Asylum seekers sent by Australia to a Papua New Guinea (PNG) camp will be resettled there if they are not offered a place in the United States, Immigration Minister Peter Dutton said on Sunday.

Canberra sends asylum seekers who try to enter the country to offshore processing centres in PNG’s Manus Island and Nauru, blocking them from resettling in Australia.

The conservative government has instead worked to relocate those found to be refugees within PNG or to third countries such as the United States and Cambodia.

The push to move the more than 800 refugees on Manus has sped up with the camp due to close down after a PNG Supreme Court ruling last year declared that holding people there was unconstitutional and illegal.

“There are officials from the US, both Homeland Security and State Departments, looking at each individual case at the moment,” Dutton said, without stating how many refugees might be accepted by Washington.

He said those who miss out are “staying in PNG, that’s the arrangement as it currently stands”.

“If people have been found not to be refugees, then the expectation is that they will be returned home,” Dutton said.

Australian Prime Minister Malcolm Turnbull, who was in Port Moresby for talks with his PNG counterpart Peter O’Neill, would not comment on whether refugees would be moved to the Nauru camp, which currently holds 380 men, women and children.

“We are working to solutions, endurable solutions, of people who have been detained here and Nauru,” Turnbull said on Saturday. “Working with third countries, most notably, of course, the United States, to that regard.
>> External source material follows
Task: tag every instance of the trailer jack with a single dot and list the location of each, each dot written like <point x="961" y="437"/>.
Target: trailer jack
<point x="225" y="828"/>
We’ll take this process one step at a time.”

Australia thought it had finally solved the problem when the Obama administration said the US would accept up to 1,250 refugees living on Nauru and Manus.

But US President Donald Trump was infuriated by the deal, dubbing it “dumb” and throwing the entire plan into doubt. Trump eventually agreed to honour the deal, but has said the refugees would be subjected to “extreme vetting” before they were accepted. There are few details on what that would entail.

The refugees have the option of resettling in PNG, but few have agreed to do so. The vast majority have expressed concerns about a lack of job opportunities in the impoverished country, as well as safety fears.

“We cannot force people in a resettlement exercise,” PNG Prime Minister O’Neill said. “But if a third country is willing to accept their resettlement, we are quite happy to participate.”

A study late last year by three mental health experts for the UNHCR found rates of depressive or anxiety disorders and post-traumatic stress disorder among the asylum seekers and refugees on Manus “amongst the highest recorded rates of any surveyed population”.